4) Let things happen – Your job as a wedding photographer is to capture “life,” not stage life. If I asked all my clients to stand in one place and smile, not only would I have no pictures to show, but it would be boring. The true magic of photographing a wedding is to capture the real emotions by not forcing everyone to do anything. Let moments occur naturally so they can be documented.
5) Work with an assistant – One person simply cannot photograph all parts of a wedding. For each part of the day, you need someone to help move things along (the bride getting ready, the bridal party getting dressed, etc.) and keep everyone on schedule.

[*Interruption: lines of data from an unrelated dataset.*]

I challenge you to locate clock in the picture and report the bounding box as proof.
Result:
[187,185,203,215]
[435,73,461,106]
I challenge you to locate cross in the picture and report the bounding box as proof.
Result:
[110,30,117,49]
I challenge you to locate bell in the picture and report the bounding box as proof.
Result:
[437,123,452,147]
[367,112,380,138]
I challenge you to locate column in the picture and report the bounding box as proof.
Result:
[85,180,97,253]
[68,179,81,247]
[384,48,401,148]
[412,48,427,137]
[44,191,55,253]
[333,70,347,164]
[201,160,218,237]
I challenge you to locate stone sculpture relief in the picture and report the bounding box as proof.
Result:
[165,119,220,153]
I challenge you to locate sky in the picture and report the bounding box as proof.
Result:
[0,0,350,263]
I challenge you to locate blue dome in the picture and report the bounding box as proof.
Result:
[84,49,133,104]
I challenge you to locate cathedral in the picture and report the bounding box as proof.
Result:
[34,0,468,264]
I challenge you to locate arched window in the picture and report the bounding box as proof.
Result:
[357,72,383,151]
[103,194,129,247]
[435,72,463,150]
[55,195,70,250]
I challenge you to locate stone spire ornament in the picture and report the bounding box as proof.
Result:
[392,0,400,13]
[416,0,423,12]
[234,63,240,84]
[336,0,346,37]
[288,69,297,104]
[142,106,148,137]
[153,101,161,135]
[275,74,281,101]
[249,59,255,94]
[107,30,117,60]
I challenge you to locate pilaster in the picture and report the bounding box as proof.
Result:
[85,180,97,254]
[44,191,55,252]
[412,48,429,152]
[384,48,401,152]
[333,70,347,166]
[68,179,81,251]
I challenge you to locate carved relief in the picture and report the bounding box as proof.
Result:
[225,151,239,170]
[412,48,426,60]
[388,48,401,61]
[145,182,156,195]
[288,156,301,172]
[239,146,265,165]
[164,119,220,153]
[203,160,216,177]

This person should also occasionally take over for you while you check lighting or equipment throughout the day.
6) Be effective – Being creative is fine, but if you’re not also effective, the pictures won’t work. You can be as creative as you like (I certainly am), but your pictures must work both technically and aesthetically.
7) Be prepared – Nothing is worse than realizing you didn’t check something vital before arriving at a wedding; it only makes the stress level rise. Before you arrive at the wedding location, check and double-check all your equipment so you can concentrate on shooting rather than fixing.